The 1970 BRDC Trophy races (it was split into two 26-lap heats, with a combined aggregate time determining the winner) featured eight McLaren’s in the field. Bruce and Denny drove the new McLaren-Cosworth M14A F1cars, while Reine Wisell drove an M7A. The field was bulked out with F5000 cars, including five McLaren-Chevrolet M10Bs, driven respectively by Peter Gethin, Mike Walker, Howden Ganley, Graham McRae and David Prophet. 

There wasn’t much to separate the cars: Denny qualified third in the lead McLaren, but Gethin was only two-tenths slower in the F5000 car. In the race, the three F1 cars finished fourth, fifth and sixth, (Bruce in fourth and Denny sixth, sandwiching Wisell in the old car), while Walker was 10th in the best-place M10B. 

Snow Patrol!

Silverstone’s International Trophy was – with a few notable exceptions – contested on the raw days of early spring which, on the Northamptonshire Plateau, often feels more like late winter.

Things, however, may have been taken to extremes in 1973, when the race took place on 8 April during a snowstorm. And while it’s not unknown to see a flurry or two at winter testing, you’d never dare put a modern F1 race on at Silverstone in April.

The race in 1973 took place during a snowstorm

Peter Revson finished fourth for McLaren, while Denny Hulme had a DNF, but the weekend is best remembered for the heavy rain of qualifying, giving way to a snowstorm during the race. 

Lauda by a whisker

The 1971 Italian Grand Prix is generally regarded as the closest finish in F1 history – but the 1975 International Trophy must have run it close, with Ferrari’s Niki Lauda beating McLaren’s Emerson Fittipaldi by 0.1s (it's worth noting that timing was only recorded to one decimal place).

The race was something of a dry run for the British Grand Prix, and a first opportunity for teams to sample the new pit-lane and garage complex (now referred to as the ‘old’ pit-lane). Keen to ensure a full grid for the following Spanish Grand Prix, each F1 team was restricted to one entry – except Lotus, who were allowed two for sponsorship reasons.

Another joint F1/F5000 race was mooted until the promoter managed to create a grid of 20 F1 cars – albeit with a few unusual names, including a Lyncar-Cosworth that only entered the British Grand Prix of 1975 (when it did not qualify) and 1976.
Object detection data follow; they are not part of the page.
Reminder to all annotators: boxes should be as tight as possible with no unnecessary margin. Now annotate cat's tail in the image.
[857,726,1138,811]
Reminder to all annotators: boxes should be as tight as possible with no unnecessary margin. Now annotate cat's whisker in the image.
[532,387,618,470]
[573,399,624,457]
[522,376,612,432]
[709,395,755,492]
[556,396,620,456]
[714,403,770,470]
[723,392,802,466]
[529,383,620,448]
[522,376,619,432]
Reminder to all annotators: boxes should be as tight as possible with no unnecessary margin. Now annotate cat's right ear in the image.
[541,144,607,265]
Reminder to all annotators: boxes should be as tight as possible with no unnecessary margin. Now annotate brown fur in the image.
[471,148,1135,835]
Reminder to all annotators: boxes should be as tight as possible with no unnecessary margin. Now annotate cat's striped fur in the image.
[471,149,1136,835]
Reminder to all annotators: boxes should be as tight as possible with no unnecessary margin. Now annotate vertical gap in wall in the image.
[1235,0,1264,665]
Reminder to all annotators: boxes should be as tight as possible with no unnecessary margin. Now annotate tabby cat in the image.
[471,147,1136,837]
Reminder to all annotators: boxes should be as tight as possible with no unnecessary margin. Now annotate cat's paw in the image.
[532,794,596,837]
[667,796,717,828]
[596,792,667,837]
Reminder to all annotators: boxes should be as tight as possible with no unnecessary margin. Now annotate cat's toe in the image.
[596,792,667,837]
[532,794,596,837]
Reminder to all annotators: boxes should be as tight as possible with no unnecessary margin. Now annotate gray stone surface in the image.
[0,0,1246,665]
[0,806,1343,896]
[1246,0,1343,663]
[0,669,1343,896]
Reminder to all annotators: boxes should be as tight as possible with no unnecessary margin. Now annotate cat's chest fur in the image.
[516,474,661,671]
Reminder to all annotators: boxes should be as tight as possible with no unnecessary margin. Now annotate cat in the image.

Emerson Fittipaldi missed out on victory to Niki Lauda by 0.1s in 1971

The reason this is interesting? On both of those occasions, and at the International Trophy, it was driven by John Nicholson.

Nicholson, the 1973 and 1974 British Formula Atlantic champion, was an occasional racer but much better known as the founder of Nicholson-McLaren, an engine builder and the tuner that prepared McLaren’s Cosworth DFV engines from 1972 until the DFV’s retirement in the early 1980s.

Hunt gets going

Sometimes, it was drivers rather than cars that used the non-championship races for a much-needed tune-up.

With the early-season flyaway races being somewhat sporadic, the addition of non-championship rounds allowed the drivers to get into a rhythm. James Hunt’s progress in 1976 is a good example. McLaren’s new signing started his tenure with back-to-back poles in Brazil and South Africa – but walked away with a DNF and a second place.

James Hunt won the International Trophy in 1976

His first victory came at the Race of Champions, at Brands Hatch, followed by another crash at Long Beach. In between the Californian race and the Spanish Grand Prix, Hunt got another opportunity to get to grips with his M23, at Silverstone in the International Trophy.

He never put a foot wrong: winning from pole and setting a new lap record for the circuit, Hunt went to the next Championship round at Jarama in excellent form and duly secured the ‘first’ victory of his World Championship-winning season.